Thermo-responsive polymer catalysts for polyester recycling processes: switching from homogeneous catalysis to heterogeneous separations

Abstract

Inspired by the endless versatility offered by functional polymer materials in terms of modulating and imprinting diverse chemical, physical, and/or biological properties, we developed and screened a family of polymer catalysts, combining highly efficient catalytic functional groups with stimuli-responsive properties, to bring together the advantages of homogeneous catalysis and heterogeneous separation processes in a single catalytic system. We demonstrate that different degrees of anion exchange in (co)polymers based on chlorozincate poly(ionic liquid)s lead to anion speciation effects that play an important role in modulating the physical properties of these materials and in enabling reversible thermal transitions in solution (i.e., upper critical solution temperature (UCST) behavior in glycolic solvents).

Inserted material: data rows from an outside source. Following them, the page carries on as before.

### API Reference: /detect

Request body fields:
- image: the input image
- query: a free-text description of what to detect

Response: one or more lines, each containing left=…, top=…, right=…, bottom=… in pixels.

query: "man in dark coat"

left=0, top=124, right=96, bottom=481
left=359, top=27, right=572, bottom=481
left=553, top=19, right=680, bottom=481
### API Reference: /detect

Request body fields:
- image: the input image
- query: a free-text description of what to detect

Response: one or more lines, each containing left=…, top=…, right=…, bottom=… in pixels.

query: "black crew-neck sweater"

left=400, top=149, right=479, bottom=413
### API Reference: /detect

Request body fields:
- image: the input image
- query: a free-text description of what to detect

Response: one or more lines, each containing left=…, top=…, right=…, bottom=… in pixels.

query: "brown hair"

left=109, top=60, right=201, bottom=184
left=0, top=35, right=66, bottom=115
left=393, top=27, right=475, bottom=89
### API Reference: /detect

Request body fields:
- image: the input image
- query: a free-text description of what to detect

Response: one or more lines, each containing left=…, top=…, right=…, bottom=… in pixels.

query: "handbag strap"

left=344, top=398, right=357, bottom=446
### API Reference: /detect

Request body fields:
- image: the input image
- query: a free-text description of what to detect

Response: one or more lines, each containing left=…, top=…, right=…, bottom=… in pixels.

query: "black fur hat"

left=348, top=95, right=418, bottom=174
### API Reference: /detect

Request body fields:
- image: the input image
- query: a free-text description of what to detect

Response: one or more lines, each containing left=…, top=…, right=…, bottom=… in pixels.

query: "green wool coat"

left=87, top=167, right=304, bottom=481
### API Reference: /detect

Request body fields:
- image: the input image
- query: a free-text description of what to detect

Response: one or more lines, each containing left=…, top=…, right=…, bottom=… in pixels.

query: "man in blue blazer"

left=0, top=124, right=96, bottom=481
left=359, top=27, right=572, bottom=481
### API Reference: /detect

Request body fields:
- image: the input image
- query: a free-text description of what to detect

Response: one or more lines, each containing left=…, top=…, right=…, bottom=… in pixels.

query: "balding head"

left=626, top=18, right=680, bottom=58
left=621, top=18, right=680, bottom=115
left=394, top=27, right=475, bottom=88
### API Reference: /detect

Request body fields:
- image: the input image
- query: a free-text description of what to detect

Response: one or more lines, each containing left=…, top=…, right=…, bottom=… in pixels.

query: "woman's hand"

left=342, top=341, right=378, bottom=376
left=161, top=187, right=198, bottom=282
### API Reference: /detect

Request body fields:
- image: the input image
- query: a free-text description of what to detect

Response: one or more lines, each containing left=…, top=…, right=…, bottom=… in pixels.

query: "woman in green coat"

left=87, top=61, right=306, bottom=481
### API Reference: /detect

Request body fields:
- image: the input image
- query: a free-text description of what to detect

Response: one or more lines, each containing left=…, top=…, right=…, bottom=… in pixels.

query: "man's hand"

Thus, the intrinsic properties of these functional materials supported the homogeneous depolymerization of post-consumer poly(ethylene terephthalate) (PET), through catalyzed glycolysis, to achieve high conversion (>91%) and product selectivity (>90%). Subsequently, taking advantage of the thermo-responsive properties (i.e., UCST behavior) of these (co)polymer catalysts, we switch the reaction system from a homogeneous to a heterogeneous state to potentially enable catalyst recovery and/or reuse for further depolymerization cycles without a detriment of catalytic activity. Hence, this work demonstrates the great potential of integrating both stimuli-responsive and catalytic properties into polymer materials to develop programmable catalysts for overcoming current limitations of homogeneous and heterogeneous catalysts in industrially relevant chemical processes. Particularly, this approach contributes to closing the loop toward developing fully circular materials and processes for the chemical recycling of PET.